Lorsque le nouveau continent, rattaché à la vieille Europe par de simples liens coloniaux que le Royaume-Uni s’opiniâtrait à tenir trop serrés, eut donné une violente secousse, ces liens se rompirent. L’union des États du Nord-Amérique se fonda sous le drapeau de l’indépendance. L’Angleterre n’en conserva plus que des lambeaux, le Dominion et la Colombie, dont le retour est assuré à la confédération dans un temps peu éloigné sans doute. Quant au mouvement séparatiste, il s’était propagé à travers les populations du centre qui n’eurent plus qu’une pensée, un but : se délivrer de leurs entraves quelles qu’elles fussent.

Ce n’était point sous le joug anglo-saxon que pliait alors la Californie. Elle appartenait aux Mexicains, et leur appartint jusqu’en 1846. Cette année-là, après s’être affranchie pour entrer dans la république fédérale, la municipalité de San-Diégo, créée onze ans auparavant, devint ce qu’elle aurait toujours dû être, — américaine.

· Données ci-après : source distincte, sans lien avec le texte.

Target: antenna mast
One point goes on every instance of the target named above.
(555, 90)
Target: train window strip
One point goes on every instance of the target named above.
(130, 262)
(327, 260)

La baie de San-Diégo est magnifique. On a pu la comparer à la baie de Naples, mais la comparaison serait peut-être plus exacte avec celles de Vigo ou de Rio de Janeiro. Douze milles de longueur sur deux milles de largeur lui ménagent l’espace nécessaire au mouillage d’une flotte de commerce, aussi bien qu’aux manœuvres d’une escadre, car elle est considérée comme port militaire. Formant une sorte d’ovale, ouverte à l’ouest par un étroit goulet, étranglée entre la pointe Island et la pointe Loma ou Coronado, elle est abritée de tous les côtés. Les vents du large la respectent, la houle du Pacifique en trouble à peine la surface, les bâtiments s’en dégagent sans peine, et peuvent s’y ranger par des fonds de vingt-trois pieds minimum. C’est le seul port sûr et praticable, favorable aux relâches, que le littoral de l’ouest offre dans le sud de San-Francisco et dans le nord de San-Quentin.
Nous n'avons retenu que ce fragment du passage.